Against this backdrop, Rio is conducting a well-publicised asset sale program that includes then Northparkes copper mine.
OZ Minerals is thought to be front-and-centre for this asset and the company’s share price spiked 8.7 per cent during yesterday’s session amid speculation that Rio should really be close to making a decision on the mine. We’ll see.
And speaking of OZ, former chief executive Andrew Michelmore, now with China’s MMG which took most of OZ’s assets during its near-death experience in 2009, has reminded the market that his company is always on the lookout for compelling acquisitions.
“We’ve got a remit to grow. Acquisition is a part of that,” Michelmore said.
MMG is backed by China’s state-owned entity Minmetals Corporation.
The Trust Company, Equity Trustees
Equity Trustees has extended the its revised takeover offer for fellow financial trustee The Trust Company to the end of September, giving the target more time to assess the bid against Perpetual’s rival bid.
EQT said in a statement to the ASX that Trust’s independent expert Ernst & Young has looked at its improved bid in two meetings. However, Trust hasn’t made up its own mind yet.
The pair is also waiting for the Australian Competition and Consumer Commission to give its thoughts on the prospect of the giant Perpetual taking out Trust. Word is expected at the beginning of August.
So we wait.
Supermarket giant Woolworths is offloading the fridge manufacturing operations in New South Wales and China of Austral Refridgeration less 10 months after picking up the business from the collapsed Hastie Group, according to The Australian Financial Review.

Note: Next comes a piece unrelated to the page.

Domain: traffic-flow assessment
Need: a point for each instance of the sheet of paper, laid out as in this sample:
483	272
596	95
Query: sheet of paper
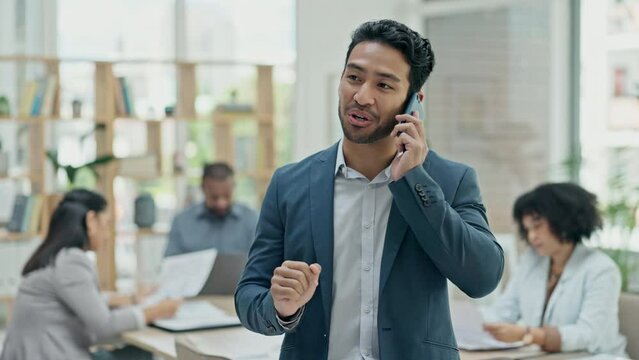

Speaking of retailers, New York’s Altamont Capital Partners is due to take its initial stake in Billabong International as well as control of the DaKine brand as part of its refinancing package, despite the objections from Oaktree Capital and Centerbridge Partners.
Meanwhile, toy distributor Funtastic is poised to launch a capital raising after going into a trading halt yesterday.
Elsewhere, Origin Energy is expanding its gas exploration interests through a stake in a project of the coast of Darwin.
Origin is taking a 50 per cent interest in an MEO Australia drilling project, covering 80 per cent of the costs capped at $35 million.
And finally, Melbourne property investor Jimmy Goh is poised to make a more than handy profit on a portfolio of development sites in the city’s CBD, according to Fairfax Media.
The newspapers report that Goh is set to sell three properties to two different buyers for a total of $80 million, against the $47 million he paid for them between 2008 and 2012.